Why is it important to have a stable sense of self?
When you engage with one activity for most of your waking hours, it becomes a part of you. If you’re using screens for most of your day, you might be vulnerable or feel unproductive when you are without your phone or laptop. It has become a part of you.
Once you have a stable sense of self, you won’t experience burnout. You will be confident in establishing boundaries in social relationships and work relationships. Having a stable sense of self doesn’t mean you can say three to five words about yourself that you identify with.
Psychology Today defines identity as that which “encompasses the memories, experiences, relationships, and values that create one’s sense of self. This amalgamation creates a steady sense of who one is over time, even as new facets are developed and incorporated into one’s identity.”
Your identity is ever-changing, but you always know who you are best.
How can you recognize these patterns of career-identity dependency?
Ask yourself: when you’re outside of office hours, how much time do you spend thinking of work? If you’re usually thinking about work and you’re also feeling overwhelmed with stress but you can’t exactly place it, then you might want to separate your work identity from your real identity.

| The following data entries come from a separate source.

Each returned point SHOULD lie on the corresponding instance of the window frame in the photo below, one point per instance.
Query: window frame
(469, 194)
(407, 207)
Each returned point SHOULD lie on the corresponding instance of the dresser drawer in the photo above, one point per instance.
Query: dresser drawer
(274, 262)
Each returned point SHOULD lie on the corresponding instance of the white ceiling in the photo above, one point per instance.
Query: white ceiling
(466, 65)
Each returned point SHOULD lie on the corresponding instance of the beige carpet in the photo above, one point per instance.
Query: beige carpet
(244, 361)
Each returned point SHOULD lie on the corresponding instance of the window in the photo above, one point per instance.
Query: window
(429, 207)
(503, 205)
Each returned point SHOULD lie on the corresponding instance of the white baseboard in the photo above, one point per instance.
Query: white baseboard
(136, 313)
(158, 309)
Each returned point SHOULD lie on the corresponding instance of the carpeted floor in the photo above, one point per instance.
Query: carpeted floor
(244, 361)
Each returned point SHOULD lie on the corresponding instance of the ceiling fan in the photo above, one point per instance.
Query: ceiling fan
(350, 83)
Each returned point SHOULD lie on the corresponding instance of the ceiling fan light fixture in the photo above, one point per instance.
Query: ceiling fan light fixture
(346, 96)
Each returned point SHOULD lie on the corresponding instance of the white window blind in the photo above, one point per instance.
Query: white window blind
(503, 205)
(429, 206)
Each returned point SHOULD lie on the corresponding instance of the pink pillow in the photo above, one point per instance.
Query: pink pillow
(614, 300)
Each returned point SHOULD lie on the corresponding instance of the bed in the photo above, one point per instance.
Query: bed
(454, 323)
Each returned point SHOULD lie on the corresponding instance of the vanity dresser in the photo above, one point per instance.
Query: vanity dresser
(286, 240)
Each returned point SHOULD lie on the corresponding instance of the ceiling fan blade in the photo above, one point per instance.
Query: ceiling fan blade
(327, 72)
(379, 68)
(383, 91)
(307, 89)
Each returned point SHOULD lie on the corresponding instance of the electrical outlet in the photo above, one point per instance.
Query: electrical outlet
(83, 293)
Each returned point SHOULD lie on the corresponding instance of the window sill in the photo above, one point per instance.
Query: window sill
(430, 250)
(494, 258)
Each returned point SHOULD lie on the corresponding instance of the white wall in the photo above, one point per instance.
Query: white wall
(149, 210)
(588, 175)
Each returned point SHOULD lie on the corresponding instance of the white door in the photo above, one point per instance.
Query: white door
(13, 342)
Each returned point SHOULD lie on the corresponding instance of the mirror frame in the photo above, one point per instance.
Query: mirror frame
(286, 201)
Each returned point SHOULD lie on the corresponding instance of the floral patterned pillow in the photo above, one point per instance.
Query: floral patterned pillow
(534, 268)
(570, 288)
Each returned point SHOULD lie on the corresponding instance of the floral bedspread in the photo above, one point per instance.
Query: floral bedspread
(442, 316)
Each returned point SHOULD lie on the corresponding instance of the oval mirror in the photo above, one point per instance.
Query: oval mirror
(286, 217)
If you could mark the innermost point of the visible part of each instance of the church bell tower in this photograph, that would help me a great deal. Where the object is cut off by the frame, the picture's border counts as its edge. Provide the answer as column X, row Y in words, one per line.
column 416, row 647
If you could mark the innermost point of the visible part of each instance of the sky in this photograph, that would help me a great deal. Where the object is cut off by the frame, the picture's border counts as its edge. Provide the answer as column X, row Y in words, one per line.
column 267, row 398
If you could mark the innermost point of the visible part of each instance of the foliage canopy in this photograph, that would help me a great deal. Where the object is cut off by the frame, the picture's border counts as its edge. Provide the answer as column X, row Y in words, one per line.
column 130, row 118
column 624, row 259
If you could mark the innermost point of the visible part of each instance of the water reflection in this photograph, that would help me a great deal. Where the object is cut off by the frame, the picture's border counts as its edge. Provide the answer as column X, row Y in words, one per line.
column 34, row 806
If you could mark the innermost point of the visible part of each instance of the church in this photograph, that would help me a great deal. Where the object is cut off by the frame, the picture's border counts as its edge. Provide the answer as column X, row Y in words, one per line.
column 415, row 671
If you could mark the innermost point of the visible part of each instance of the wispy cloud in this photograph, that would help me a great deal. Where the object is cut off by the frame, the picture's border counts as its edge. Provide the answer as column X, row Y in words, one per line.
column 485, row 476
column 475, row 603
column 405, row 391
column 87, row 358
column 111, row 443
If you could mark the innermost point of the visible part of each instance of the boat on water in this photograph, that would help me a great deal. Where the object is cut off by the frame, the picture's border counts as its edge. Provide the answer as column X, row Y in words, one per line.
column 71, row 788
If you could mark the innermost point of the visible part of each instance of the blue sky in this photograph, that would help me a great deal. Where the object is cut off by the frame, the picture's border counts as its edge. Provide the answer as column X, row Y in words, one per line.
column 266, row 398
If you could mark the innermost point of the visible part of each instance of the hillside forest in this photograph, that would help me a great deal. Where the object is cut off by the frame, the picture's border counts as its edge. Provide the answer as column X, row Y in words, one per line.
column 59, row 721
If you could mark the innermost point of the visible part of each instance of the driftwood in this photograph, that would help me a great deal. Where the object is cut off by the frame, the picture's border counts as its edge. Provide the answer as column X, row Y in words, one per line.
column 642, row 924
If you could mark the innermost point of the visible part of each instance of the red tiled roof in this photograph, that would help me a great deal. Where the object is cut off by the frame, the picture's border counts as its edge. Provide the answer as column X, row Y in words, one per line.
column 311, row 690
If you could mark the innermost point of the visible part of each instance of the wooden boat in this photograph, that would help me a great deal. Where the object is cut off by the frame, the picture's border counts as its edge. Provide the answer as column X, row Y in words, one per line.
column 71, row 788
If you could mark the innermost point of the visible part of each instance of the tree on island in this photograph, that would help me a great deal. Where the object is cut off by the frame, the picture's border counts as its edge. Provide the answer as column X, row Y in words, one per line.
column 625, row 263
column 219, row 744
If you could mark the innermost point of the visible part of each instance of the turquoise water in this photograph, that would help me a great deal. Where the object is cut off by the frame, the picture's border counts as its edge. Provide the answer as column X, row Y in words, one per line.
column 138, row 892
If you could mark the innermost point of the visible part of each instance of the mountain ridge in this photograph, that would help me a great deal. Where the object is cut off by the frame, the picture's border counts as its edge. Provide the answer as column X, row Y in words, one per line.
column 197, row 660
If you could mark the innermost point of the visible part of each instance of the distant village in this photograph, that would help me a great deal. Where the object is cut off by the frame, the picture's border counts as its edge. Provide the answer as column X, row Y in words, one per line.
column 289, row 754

Do you have hobbies that don’t relate to your job? If your job involves a lot of screen time, you should incorporate hobbies that allow you to get away from screens, whether that’s reading or playing a sport. Although it is important to try new hobbies, don’t force an activity if you’re not interested in it! Think about how you can interact with various aspects of your personality that guide you away from your work.
Your many identities come with many different responsibilities. Work identity, especially, can become the most overwhelming and informs many of your other identities. While this is not inherently good or bad, relying on your work identity leaves you vulnerable to identity crisis and burn-out. Identifying your stressors and claiming time for yourself outside of work will bring you back to the self.